It was the first Iranian film to win the award. The only other Iranian movie nominated was 1997’s “Children of Heaven,” which was defeated by the Italian movie “Life Is Beautiful.”

“A Separation” tells the story of a couple heading for divorce and dealing with domestic troubles, including a young child and an aging parent. It portrays a husband who is protective of his father who is suffering from Alzheimer’s. He is in conflict with his wife, who wishes to emigrate. Their daughter is torn between them.

Iranian TV did not broadcast the Academy Awards live, but many Iranians watched through satellite dishes, which are illegal but widely used. State TV later aired clips of Farhadi’s acceptance speech.

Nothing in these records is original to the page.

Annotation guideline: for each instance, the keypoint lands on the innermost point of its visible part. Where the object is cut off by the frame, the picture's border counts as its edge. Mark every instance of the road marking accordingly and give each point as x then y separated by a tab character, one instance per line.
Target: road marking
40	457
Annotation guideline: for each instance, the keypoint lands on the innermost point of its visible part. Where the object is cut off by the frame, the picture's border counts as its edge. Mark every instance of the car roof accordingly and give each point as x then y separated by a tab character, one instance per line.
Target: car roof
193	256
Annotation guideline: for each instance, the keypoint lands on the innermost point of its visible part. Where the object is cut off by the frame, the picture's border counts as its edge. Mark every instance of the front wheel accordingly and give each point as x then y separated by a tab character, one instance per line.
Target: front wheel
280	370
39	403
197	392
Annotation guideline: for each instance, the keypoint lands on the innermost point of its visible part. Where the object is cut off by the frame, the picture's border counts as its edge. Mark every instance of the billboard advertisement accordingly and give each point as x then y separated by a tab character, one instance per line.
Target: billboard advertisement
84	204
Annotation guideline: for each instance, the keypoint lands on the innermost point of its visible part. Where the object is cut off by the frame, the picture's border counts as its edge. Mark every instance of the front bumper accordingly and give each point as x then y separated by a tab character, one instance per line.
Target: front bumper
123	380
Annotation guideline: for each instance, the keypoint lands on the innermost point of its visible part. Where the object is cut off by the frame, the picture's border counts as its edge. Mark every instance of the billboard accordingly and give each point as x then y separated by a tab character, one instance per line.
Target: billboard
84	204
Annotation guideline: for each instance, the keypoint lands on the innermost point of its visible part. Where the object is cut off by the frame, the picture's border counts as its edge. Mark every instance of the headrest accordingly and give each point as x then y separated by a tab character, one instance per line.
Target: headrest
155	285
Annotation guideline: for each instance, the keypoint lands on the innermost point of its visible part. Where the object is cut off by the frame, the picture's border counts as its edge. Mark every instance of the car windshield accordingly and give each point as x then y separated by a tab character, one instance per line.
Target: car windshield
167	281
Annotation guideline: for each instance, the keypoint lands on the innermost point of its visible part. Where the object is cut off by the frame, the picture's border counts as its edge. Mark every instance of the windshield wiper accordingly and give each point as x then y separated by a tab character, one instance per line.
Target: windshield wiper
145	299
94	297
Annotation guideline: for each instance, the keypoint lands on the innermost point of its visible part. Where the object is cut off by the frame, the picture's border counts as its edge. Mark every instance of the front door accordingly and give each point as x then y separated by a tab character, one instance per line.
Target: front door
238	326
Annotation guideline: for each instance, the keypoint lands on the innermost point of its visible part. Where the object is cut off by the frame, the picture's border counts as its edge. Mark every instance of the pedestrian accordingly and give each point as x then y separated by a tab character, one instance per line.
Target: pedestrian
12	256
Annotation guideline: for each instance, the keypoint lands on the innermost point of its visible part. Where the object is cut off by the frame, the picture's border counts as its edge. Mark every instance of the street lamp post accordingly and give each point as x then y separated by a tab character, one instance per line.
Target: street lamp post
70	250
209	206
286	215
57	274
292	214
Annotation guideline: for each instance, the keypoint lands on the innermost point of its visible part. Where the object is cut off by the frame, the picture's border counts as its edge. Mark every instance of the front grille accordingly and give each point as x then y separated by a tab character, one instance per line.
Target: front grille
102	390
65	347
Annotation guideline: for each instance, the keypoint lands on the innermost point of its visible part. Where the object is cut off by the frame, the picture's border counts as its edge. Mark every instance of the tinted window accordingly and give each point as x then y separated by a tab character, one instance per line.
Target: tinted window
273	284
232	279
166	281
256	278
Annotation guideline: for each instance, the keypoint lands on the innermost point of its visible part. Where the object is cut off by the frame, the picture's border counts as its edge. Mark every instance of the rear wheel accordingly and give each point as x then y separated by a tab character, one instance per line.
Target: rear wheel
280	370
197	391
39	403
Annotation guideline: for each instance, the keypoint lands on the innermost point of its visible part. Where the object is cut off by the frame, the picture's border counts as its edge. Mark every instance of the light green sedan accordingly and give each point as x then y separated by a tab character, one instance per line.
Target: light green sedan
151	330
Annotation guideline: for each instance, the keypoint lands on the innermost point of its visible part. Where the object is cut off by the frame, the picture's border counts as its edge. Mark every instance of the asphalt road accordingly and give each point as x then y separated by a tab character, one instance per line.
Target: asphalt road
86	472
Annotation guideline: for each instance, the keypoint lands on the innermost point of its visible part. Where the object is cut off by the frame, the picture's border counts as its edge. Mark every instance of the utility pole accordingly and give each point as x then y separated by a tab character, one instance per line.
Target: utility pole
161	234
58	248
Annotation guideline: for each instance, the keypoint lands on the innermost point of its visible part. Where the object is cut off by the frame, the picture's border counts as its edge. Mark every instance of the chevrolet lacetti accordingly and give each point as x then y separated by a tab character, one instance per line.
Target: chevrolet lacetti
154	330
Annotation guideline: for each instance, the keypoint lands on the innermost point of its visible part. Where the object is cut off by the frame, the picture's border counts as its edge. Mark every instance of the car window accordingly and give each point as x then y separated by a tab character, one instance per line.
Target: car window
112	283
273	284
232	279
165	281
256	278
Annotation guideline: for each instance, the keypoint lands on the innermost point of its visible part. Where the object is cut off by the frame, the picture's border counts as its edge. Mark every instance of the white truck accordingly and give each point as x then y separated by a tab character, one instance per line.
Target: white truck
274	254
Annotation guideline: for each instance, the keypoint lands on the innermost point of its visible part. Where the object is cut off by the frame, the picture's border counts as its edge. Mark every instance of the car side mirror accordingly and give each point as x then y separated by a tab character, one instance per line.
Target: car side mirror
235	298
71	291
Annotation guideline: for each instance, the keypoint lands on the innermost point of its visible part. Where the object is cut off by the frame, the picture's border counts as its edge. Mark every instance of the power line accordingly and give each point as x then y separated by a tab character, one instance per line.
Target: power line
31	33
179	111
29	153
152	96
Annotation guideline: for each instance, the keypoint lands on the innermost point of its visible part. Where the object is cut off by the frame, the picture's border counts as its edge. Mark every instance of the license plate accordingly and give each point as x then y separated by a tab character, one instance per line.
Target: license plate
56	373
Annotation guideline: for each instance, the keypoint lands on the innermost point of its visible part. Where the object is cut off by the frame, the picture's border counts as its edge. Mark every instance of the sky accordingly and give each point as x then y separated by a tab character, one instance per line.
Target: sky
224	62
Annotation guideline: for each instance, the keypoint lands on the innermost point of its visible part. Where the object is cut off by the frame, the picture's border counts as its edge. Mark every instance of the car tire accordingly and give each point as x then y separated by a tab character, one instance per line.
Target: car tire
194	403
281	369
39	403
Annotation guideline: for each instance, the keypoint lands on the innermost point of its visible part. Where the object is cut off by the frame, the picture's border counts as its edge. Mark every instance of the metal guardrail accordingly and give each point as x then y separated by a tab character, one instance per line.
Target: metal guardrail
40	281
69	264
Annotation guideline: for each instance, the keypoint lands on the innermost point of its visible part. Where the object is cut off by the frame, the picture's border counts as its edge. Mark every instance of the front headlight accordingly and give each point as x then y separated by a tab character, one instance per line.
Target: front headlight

Iranian artists and the public were delighted by the win.

Tahmineh Milani, director of the acclaimed 2005 film “Unwanted Woman,” said the Oscar was a source of “national pride.” She said the award “revived hope in the hearts of all Iranians” regardless of their professions.

Nima Behdadi Mehr, a cinema columnist in pro-reform Mardomsalari daily, believed the award “would help Iranian cinema to come out of its isolation.” He hoped President Mahmoud Ahmadinejad would grant Farhadi a “special prize” to draw further attention to Iran’s film industry.

“I feel fresh air in my lungs. I watched the ceremony through satellite TV channels with four of my friends,” said Erfan Khazaei, an art student in Azad University, as he watched the ceremonies that finished well after midnight in Iran. “Now we are more hopeful about the future.”

But ultraconservatives denigrated the film as a slap at the country.

Ebrahim Fayyaz, a prominent hardline sociologist, told the Nasim news website that “A Separation” is one of the worst Iranian films.

He said it was a “black realistic film” that portrays the country as an old man, as a symbol of tradition and the past, afflicted with Alzheimer’s. He said the movie suggests emigrating to the West as a solution.

“The West awards movies that are in the direction of their policies,” he said.

Last month, Farhadi proposed that Iranian authorities allow a vote among artists about the fate of the House of Cinema, an independent film group that operated for 20 years before it was ordered closed by authorities in January.

Officials said it lacked the proper permits. Artists and others claimed it was a political decision because the group often took liberal stands contrary to government’s cultural policies.

Iranian cinema has for years been one of the nation’s main cultural exports, notably films of Abbas Kiarostami, Majid Majidi and Jafar Panahi. Panahi in 2011 was sentenced to a six-year house arrest and a 20-year ban on film-making after being convicted of “making propaganda” against Iran’s ruling system.